I can't get into specific names but the short answer is yes. The risk-adjusted mortality in the study ranged from 7% at the lowest-risk hospital to 80% at the highest-risk hospital. That was one of the key findings of the study, in fact: more than a tenfold change in your risk of death, after having accounted for many of the differences in patient characteristics across hospitals.
So again, doesn't that mean you really want to go to a bigger hospital if you can?
But you may not have a choice. You may have to just go to the closest hospital.
What we're really interested in now is identifying treatments that can improve outcomes. Of course, randomized control trials are ongoing and those will always be the gold standard, but randomized controlled trials take a lot of time and they can't answer every single question.
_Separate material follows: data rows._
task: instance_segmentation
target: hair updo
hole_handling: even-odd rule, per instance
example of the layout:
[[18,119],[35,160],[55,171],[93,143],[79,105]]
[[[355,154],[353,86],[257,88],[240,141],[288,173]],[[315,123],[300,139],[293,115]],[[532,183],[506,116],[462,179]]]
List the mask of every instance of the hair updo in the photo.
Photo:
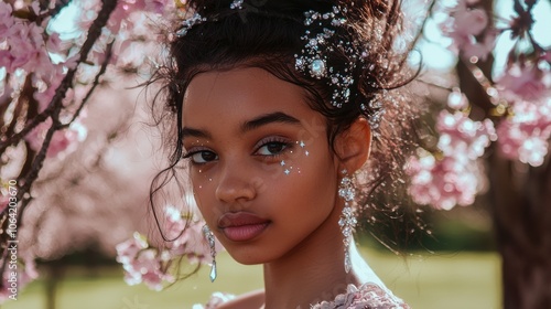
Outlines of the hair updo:
[[[403,196],[398,193],[401,185],[396,184],[403,182],[401,171],[404,156],[413,145],[411,124],[417,115],[414,106],[397,89],[414,75],[406,66],[409,51],[396,47],[397,41],[403,40],[400,1],[245,0],[240,9],[231,9],[231,0],[188,0],[185,15],[198,13],[205,21],[194,24],[185,35],[172,35],[168,63],[153,77],[162,84],[161,97],[168,107],[158,120],[169,120],[173,134],[165,136],[171,164],[152,183],[152,204],[153,195],[171,179],[177,179],[175,168],[183,152],[182,102],[193,77],[213,70],[259,67],[306,90],[310,107],[327,119],[332,146],[335,137],[358,117],[368,118],[374,113],[369,103],[377,100],[383,107],[386,114],[380,126],[372,130],[370,159],[357,178],[358,212],[371,223],[381,221],[381,214],[400,219],[395,206]],[[337,46],[339,41],[354,41],[363,51],[363,56],[356,60],[361,63],[350,73],[354,83],[349,102],[342,107],[329,103],[332,93],[326,81],[295,68],[295,55],[304,49],[301,39],[306,31],[304,12],[331,12],[334,6],[343,9],[347,23],[332,38],[336,47],[326,55],[327,63],[338,68],[353,61]],[[173,33],[181,26],[180,23]]]

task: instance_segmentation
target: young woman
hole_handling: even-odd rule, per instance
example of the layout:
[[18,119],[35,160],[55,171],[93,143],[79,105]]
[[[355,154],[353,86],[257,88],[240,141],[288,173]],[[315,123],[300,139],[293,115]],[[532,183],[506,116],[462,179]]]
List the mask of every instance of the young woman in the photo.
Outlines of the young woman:
[[158,75],[176,128],[166,172],[187,164],[213,258],[216,237],[266,286],[206,308],[409,308],[352,235],[386,207],[372,195],[392,194],[414,116],[392,90],[408,79],[399,2],[186,4]]

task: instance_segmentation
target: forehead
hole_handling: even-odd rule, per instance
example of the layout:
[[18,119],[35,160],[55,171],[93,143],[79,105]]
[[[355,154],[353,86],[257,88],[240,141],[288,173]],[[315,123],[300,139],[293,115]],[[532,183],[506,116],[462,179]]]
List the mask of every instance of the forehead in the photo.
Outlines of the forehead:
[[[246,121],[262,114],[282,111],[309,121],[322,117],[306,104],[305,90],[266,70],[240,67],[196,75],[183,100],[185,126],[206,126],[205,119],[224,124]],[[210,120],[210,121],[212,121]]]

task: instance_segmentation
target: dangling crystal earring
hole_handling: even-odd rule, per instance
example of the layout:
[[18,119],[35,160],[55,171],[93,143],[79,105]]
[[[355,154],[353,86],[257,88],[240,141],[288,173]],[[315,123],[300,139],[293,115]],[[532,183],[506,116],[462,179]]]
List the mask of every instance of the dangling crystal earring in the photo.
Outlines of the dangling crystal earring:
[[358,223],[354,211],[352,209],[350,202],[354,201],[355,192],[352,179],[348,177],[348,171],[343,170],[343,179],[341,179],[341,184],[338,185],[338,195],[344,199],[345,204],[343,207],[343,213],[338,220],[338,225],[341,226],[341,232],[343,232],[344,244],[345,244],[345,271],[350,271],[352,260],[348,253],[348,247],[350,246],[352,233]]
[[210,283],[214,283],[216,279],[216,247],[215,247],[215,241],[214,241],[214,234],[208,228],[208,226],[205,224],[203,226],[203,235],[205,236],[208,247],[210,248],[210,256],[213,257],[213,263],[210,264]]

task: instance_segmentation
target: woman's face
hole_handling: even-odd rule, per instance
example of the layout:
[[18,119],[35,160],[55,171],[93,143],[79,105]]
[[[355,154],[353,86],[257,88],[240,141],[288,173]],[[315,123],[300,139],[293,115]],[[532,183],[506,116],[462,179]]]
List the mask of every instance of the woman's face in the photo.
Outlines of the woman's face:
[[185,93],[195,200],[242,264],[278,259],[337,226],[337,160],[325,118],[304,99],[301,87],[256,67],[202,73]]

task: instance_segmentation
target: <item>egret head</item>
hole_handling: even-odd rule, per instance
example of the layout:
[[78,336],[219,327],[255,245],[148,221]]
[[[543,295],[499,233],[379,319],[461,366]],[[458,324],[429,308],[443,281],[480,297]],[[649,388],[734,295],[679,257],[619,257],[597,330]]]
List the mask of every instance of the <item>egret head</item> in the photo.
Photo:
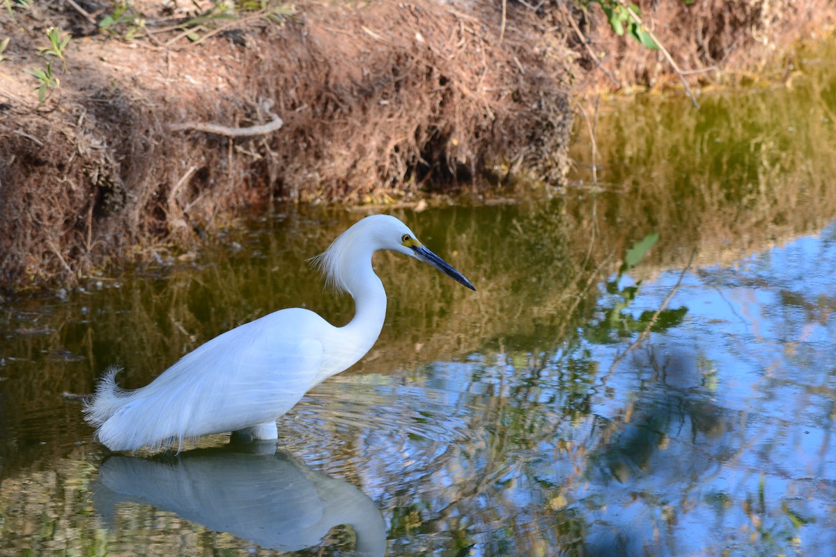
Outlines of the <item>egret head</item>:
[[371,257],[378,250],[397,251],[428,263],[456,282],[476,290],[458,271],[418,241],[409,227],[394,216],[373,215],[355,223],[314,261],[325,275],[328,283],[341,291],[351,291],[350,282],[355,262]]

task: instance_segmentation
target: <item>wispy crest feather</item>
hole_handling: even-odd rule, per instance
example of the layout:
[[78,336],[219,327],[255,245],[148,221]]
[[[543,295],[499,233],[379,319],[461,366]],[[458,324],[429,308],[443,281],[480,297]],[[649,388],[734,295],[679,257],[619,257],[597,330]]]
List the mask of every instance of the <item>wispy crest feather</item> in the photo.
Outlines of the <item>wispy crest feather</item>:
[[[325,277],[327,287],[333,288],[337,292],[351,294],[348,281],[345,280],[349,276],[346,272],[346,260],[356,256],[357,254],[354,251],[357,247],[364,245],[363,242],[355,241],[354,236],[361,234],[361,230],[373,221],[383,218],[393,219],[393,217],[382,215],[366,217],[337,236],[337,239],[331,243],[327,250],[308,260]],[[373,248],[369,249],[370,255],[372,251]]]

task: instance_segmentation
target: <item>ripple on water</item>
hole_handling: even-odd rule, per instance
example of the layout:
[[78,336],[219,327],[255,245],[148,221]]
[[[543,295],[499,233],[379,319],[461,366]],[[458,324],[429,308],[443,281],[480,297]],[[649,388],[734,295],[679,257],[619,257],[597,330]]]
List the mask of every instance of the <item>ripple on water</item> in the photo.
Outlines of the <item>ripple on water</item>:
[[334,377],[279,423],[279,443],[330,475],[397,489],[381,482],[420,482],[445,465],[447,451],[477,444],[468,424],[475,408],[456,400],[398,374]]

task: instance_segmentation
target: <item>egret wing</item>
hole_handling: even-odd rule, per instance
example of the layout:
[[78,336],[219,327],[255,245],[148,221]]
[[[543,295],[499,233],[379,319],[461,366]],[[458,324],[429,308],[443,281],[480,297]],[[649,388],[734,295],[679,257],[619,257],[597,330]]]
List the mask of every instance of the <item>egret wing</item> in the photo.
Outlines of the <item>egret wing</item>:
[[99,428],[99,439],[114,450],[156,448],[284,414],[322,362],[323,345],[313,334],[319,326],[310,316],[328,325],[305,310],[277,311],[213,338],[149,385],[114,393],[121,400]]

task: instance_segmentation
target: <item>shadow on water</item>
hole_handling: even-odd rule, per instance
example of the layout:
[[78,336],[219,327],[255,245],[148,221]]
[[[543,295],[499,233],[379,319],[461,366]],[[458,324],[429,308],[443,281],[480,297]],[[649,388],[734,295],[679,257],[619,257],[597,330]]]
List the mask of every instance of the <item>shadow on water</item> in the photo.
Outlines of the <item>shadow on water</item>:
[[[5,302],[0,553],[269,552],[204,514],[218,501],[189,502],[214,495],[188,493],[214,470],[228,484],[215,496],[254,487],[265,504],[299,496],[281,491],[293,478],[312,482],[304,504],[320,480],[347,486],[380,509],[390,555],[833,554],[836,81],[804,63],[793,89],[706,96],[699,112],[613,104],[597,185],[581,137],[579,183],[559,195],[389,210],[478,291],[377,256],[383,332],[281,420],[293,457],[212,436],[208,452],[99,468],[62,393],[89,392],[111,364],[143,385],[280,307],[344,323],[350,300],[305,259],[362,211],[278,207],[193,256]],[[287,482],[247,479],[262,466]],[[118,482],[133,494],[115,534],[89,504],[109,478],[194,470],[157,494],[139,487],[157,480]],[[295,554],[350,552],[349,529],[324,531]]]
[[[264,549],[317,546],[332,528],[344,524],[354,531],[354,554],[375,557],[386,549],[385,524],[367,495],[276,453],[275,442],[147,458],[114,455],[102,463],[91,489],[96,511],[127,549],[147,544],[153,535],[153,530],[137,528],[145,511],[136,504],[153,507],[147,511],[153,516],[144,518],[155,523],[175,513]],[[132,504],[123,519],[118,509],[125,503]]]

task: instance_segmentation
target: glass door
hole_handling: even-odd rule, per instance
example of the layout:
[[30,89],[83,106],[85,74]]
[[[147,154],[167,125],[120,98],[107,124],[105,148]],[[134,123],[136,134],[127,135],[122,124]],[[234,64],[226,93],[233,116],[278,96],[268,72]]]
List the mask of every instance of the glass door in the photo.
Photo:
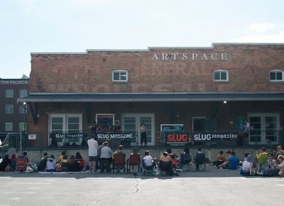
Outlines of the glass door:
[[124,114],[122,115],[122,129],[125,132],[133,132],[136,137],[131,140],[131,146],[141,145],[140,126],[144,123],[146,127],[147,145],[154,146],[154,114]]
[[279,141],[278,114],[249,114],[250,143],[276,143]]

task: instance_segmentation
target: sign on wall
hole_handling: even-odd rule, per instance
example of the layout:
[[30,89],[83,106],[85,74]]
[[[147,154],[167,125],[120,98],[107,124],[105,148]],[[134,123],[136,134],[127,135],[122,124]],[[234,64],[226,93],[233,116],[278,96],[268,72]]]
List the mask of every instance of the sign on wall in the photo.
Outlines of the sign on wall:
[[114,124],[114,115],[113,114],[97,114],[96,121],[97,131],[110,131]]
[[166,132],[165,145],[168,146],[185,146],[188,143],[187,132]]
[[239,140],[237,131],[193,132],[192,136],[195,141]]

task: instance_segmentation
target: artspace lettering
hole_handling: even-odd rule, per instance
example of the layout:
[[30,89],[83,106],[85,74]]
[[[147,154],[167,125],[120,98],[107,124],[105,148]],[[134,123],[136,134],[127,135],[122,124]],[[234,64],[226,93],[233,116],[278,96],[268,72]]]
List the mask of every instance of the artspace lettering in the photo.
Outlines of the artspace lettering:
[[224,53],[154,53],[152,60],[227,60],[228,54]]

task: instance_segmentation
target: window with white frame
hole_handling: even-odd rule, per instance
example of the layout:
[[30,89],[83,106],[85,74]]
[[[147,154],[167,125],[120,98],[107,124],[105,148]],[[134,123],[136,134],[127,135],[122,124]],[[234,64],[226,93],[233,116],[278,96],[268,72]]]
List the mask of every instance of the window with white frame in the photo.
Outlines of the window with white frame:
[[282,70],[272,70],[269,72],[271,82],[283,82],[284,71]]
[[112,71],[112,82],[126,82],[128,81],[128,71],[116,70]]
[[6,114],[13,114],[13,104],[6,104],[5,113]]
[[82,131],[81,114],[50,114],[49,130],[53,133],[79,133]]
[[13,97],[13,90],[6,90],[6,97],[7,98]]
[[229,74],[226,70],[216,70],[213,72],[214,82],[228,82]]
[[20,98],[28,96],[28,90],[20,90]]
[[13,131],[13,122],[5,122],[5,131]]

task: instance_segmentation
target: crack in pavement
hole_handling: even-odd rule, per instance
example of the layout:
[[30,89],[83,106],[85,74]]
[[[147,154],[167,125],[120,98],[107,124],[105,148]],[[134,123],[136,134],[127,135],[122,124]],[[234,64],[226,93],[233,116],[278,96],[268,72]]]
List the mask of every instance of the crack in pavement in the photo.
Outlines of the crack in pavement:
[[119,196],[121,196],[121,195],[133,195],[133,194],[137,193],[138,192],[139,192],[141,190],[141,188],[139,187],[140,183],[139,183],[139,181],[138,181],[138,178],[136,177],[135,177],[135,180],[136,180],[136,185],[135,185],[135,188],[136,188],[136,190],[135,192],[131,193],[119,194],[119,195],[114,195],[114,196],[108,197],[103,198],[103,199],[99,199],[99,200],[98,200],[97,201],[94,201],[94,202],[92,202],[90,203],[86,204],[84,206],[88,206],[88,205],[91,205],[92,204],[97,204],[97,203],[98,203],[99,202],[102,202],[102,201],[104,201],[104,200],[109,200],[109,199],[111,199],[111,198],[114,198],[114,197],[119,197]]

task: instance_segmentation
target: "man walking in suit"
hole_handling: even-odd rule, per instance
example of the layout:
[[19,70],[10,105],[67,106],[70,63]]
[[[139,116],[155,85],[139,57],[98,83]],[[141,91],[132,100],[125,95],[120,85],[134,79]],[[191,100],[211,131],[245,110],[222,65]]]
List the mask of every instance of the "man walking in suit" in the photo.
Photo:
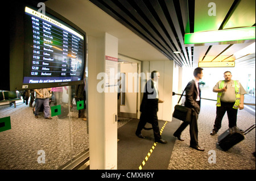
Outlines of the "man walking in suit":
[[158,79],[159,77],[159,73],[155,70],[151,72],[151,79],[146,84],[140,108],[141,112],[140,120],[135,134],[138,137],[144,138],[144,137],[141,134],[141,131],[147,122],[149,123],[152,124],[155,141],[166,144],[167,142],[162,140],[161,135],[160,135],[157,115],[158,103],[163,103],[163,100],[159,99],[158,95]]
[[194,70],[193,75],[195,78],[188,82],[185,91],[186,92],[186,100],[185,106],[191,109],[191,119],[190,121],[183,122],[174,136],[179,140],[184,141],[180,137],[181,132],[189,124],[190,147],[197,150],[204,151],[204,149],[198,145],[198,128],[197,119],[200,110],[201,90],[199,88],[199,80],[203,76],[203,69],[197,68]]

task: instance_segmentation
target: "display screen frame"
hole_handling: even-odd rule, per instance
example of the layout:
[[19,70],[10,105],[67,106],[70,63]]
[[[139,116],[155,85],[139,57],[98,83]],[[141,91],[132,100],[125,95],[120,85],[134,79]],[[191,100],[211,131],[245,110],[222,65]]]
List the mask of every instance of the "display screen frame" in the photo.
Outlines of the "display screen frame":
[[[73,31],[78,32],[84,37],[84,48],[82,48],[82,64],[81,65],[81,69],[82,71],[81,72],[81,78],[80,79],[77,80],[70,80],[69,78],[67,78],[65,81],[60,82],[59,81],[44,83],[38,82],[31,83],[23,82],[24,75],[24,75],[24,73],[26,71],[30,71],[25,70],[25,69],[27,69],[28,68],[27,64],[26,63],[27,60],[25,60],[25,52],[28,50],[26,48],[25,41],[26,32],[27,31],[27,30],[26,30],[24,26],[26,7],[28,7],[36,11],[38,10],[38,8],[35,7],[34,5],[33,6],[27,3],[22,4],[20,6],[16,6],[13,10],[14,13],[10,18],[10,21],[11,22],[11,24],[10,25],[9,32],[10,64],[8,64],[9,65],[6,64],[7,65],[6,68],[9,68],[9,77],[7,77],[6,80],[5,81],[5,83],[6,85],[3,85],[3,86],[1,85],[1,87],[2,88],[0,87],[0,89],[6,90],[20,90],[67,86],[84,83],[86,62],[86,34],[85,31],[73,23],[47,7],[46,7],[46,16],[63,23]],[[28,65],[28,66],[30,66]]]

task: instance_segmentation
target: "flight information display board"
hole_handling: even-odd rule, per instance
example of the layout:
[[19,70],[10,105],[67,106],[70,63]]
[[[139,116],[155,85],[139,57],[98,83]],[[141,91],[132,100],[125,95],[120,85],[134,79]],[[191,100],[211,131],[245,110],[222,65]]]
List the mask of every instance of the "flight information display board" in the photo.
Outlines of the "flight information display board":
[[28,7],[24,30],[23,84],[82,80],[84,35],[57,18]]

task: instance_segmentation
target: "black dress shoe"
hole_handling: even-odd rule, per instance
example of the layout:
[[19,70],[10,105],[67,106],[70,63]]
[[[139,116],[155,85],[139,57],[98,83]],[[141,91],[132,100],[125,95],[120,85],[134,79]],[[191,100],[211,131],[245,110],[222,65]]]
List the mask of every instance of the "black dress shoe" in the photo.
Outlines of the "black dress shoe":
[[160,139],[160,140],[158,140],[158,141],[155,141],[155,142],[160,142],[160,144],[166,144],[167,143],[167,141],[164,141],[164,140],[163,140],[163,139]]
[[212,136],[213,136],[213,135],[216,134],[217,132],[217,131],[216,131],[215,129],[213,129],[210,132],[210,134],[212,135]]
[[192,148],[193,148],[194,149],[199,150],[199,151],[204,151],[204,149],[200,147],[199,146],[190,146],[190,147],[191,147]]
[[135,133],[135,134],[136,134],[136,136],[138,136],[139,138],[145,138],[145,137],[144,137],[144,136],[142,136],[142,134],[136,134],[136,133]]
[[177,138],[178,138],[178,140],[180,140],[180,141],[184,141],[184,140],[185,140],[183,139],[183,138],[181,138],[181,137],[180,137],[180,136],[177,136],[177,135],[174,134],[174,137],[176,137]]

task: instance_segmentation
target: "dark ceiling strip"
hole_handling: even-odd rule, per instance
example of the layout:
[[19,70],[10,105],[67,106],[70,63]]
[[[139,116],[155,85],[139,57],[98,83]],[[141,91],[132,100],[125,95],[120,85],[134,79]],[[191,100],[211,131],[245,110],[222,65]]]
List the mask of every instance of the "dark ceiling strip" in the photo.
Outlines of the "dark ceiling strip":
[[238,6],[239,3],[241,2],[241,0],[234,0],[233,2],[232,5],[231,6],[230,8],[229,9],[229,11],[226,15],[226,16],[225,17],[224,19],[223,20],[222,23],[221,23],[221,26],[220,26],[220,28],[218,28],[218,30],[223,30],[223,27],[225,26],[225,25],[228,23],[228,20],[229,20],[229,18],[230,18],[231,16],[232,15],[234,11],[236,10],[236,8],[237,7],[237,6]]
[[[146,3],[145,3],[145,2]],[[163,40],[165,41],[165,44],[167,45],[164,46],[166,48],[169,49],[170,52],[174,52],[174,50],[175,49],[170,41],[170,39],[166,36],[166,33],[160,25],[159,23],[161,21],[157,15],[157,14],[155,12],[155,9],[152,7],[149,1],[146,1],[143,2],[142,0],[137,0],[135,3],[137,3],[138,6],[149,19],[150,22],[148,23],[152,24],[153,27],[156,30],[156,32],[158,33],[159,35],[159,37],[162,38]],[[167,48],[167,47],[168,47]]]
[[210,50],[210,48],[212,48],[212,45],[210,45],[208,47],[208,49],[207,49],[207,50],[205,52],[205,54],[204,56],[204,57],[203,57],[203,59],[201,60],[201,61],[203,62],[203,61],[204,60],[204,58],[205,57],[205,56],[207,55],[207,53],[208,53],[209,51]]
[[[141,0],[136,0],[135,1],[135,2],[137,3],[137,5],[138,7],[139,7],[139,9],[142,11],[142,12],[144,13],[144,14],[147,17],[148,19],[149,22],[148,23],[152,23],[152,26],[153,27],[155,27],[156,28],[156,31],[158,32],[159,32],[160,35],[159,35],[160,37],[162,37],[164,38],[164,39],[166,41],[170,41],[170,40],[168,39],[168,37],[166,36],[166,35],[164,32],[164,31],[162,30],[162,28],[161,26],[160,26],[159,22],[160,22],[160,20],[159,19],[158,16],[156,14],[154,13],[155,12],[155,10],[152,9],[152,7],[151,5],[148,4],[148,1],[146,1],[144,2],[141,1]],[[145,3],[145,2],[147,2],[147,4]],[[157,18],[158,20],[156,20],[155,18]],[[172,44],[168,45],[171,47],[171,48],[175,50],[174,46]],[[164,44],[163,44],[163,46],[164,46]],[[166,49],[168,49],[169,50],[169,53],[172,55],[173,57],[177,57],[175,54],[174,54],[173,52],[174,50],[169,49],[169,47],[168,46],[164,46]],[[182,59],[177,57],[177,58],[179,59],[179,61],[180,62],[182,62]],[[175,59],[175,58],[174,58]]]
[[[168,1],[165,1],[168,2]],[[175,2],[176,2],[176,1],[175,1]],[[179,0],[179,3],[180,9],[177,10],[176,11],[179,12],[180,11],[180,16],[181,17],[180,18],[178,18],[178,19],[180,22],[179,25],[180,26],[182,35],[184,35],[187,26],[189,26],[189,23],[188,23],[189,22],[188,22],[188,3],[187,2],[187,0]]]
[[[122,24],[126,26],[129,29],[131,30],[135,34],[150,43],[153,47],[156,48],[170,60],[174,59],[174,56],[169,53],[168,50],[166,50],[165,48],[163,47],[162,44],[158,42],[158,39],[156,40],[155,39],[153,38],[151,35],[149,35],[146,31],[140,27],[131,18],[128,16],[127,14],[122,12],[122,10],[121,10],[118,7],[117,7],[115,4],[113,3],[111,1],[90,1],[96,5],[98,7],[102,9],[104,11],[107,12],[110,16],[119,21]],[[114,10],[113,9],[114,7],[115,8]],[[123,18],[124,16],[125,17],[125,18]],[[127,19],[129,20],[127,20]]]
[[229,57],[231,57],[233,56],[233,55],[234,55],[234,54],[232,54],[232,55],[230,55],[230,56],[228,56],[228,57],[226,57],[226,58],[223,59],[222,60],[221,60],[221,62],[224,61],[224,60],[225,60],[226,59],[229,58]]
[[224,50],[223,51],[222,51],[221,53],[220,53],[219,54],[218,54],[217,56],[216,56],[214,57],[214,58],[213,58],[213,60],[212,60],[211,62],[212,62],[213,60],[214,60],[217,57],[218,57],[219,56],[220,56],[221,54],[222,54],[225,51],[226,51],[227,49],[228,49],[229,48],[230,48],[233,44],[230,44],[228,46],[227,48],[226,48],[225,49],[224,49]]

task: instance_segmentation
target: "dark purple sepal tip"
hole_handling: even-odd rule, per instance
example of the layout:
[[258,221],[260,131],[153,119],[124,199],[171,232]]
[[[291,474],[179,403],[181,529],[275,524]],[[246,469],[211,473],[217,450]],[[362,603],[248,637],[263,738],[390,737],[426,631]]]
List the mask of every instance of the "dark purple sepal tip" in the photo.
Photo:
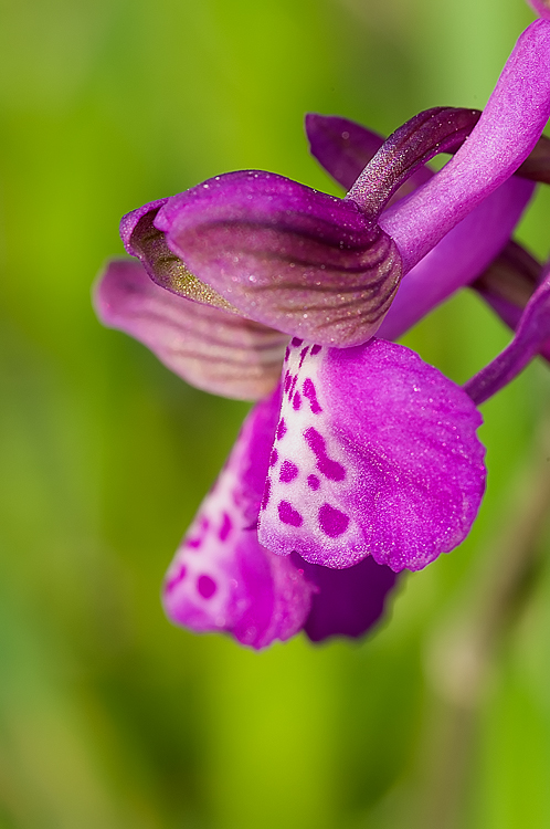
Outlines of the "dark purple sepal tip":
[[169,199],[155,227],[241,314],[314,343],[369,339],[401,279],[392,239],[352,201],[275,174],[210,179]]

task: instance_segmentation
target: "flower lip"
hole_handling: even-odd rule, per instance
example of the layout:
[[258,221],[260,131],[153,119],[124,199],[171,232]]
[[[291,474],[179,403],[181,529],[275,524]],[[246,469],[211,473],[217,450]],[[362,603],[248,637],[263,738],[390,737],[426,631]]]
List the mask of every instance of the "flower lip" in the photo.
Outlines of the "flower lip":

So, for example, there are randomized controlled trials ongoing for certain drugs, but they're not specifically looking at critically ill patients; or they may only be enrolling a much smaller number of patients than what we had here, and thus will not have adequate statistical power to assess hard outcomes like mortality.
So we are trying to use our database, which now includes over 5,000 patients, to answer some of these questions about which treatments improve outcomes. We have several papers that are under review that are looking at this.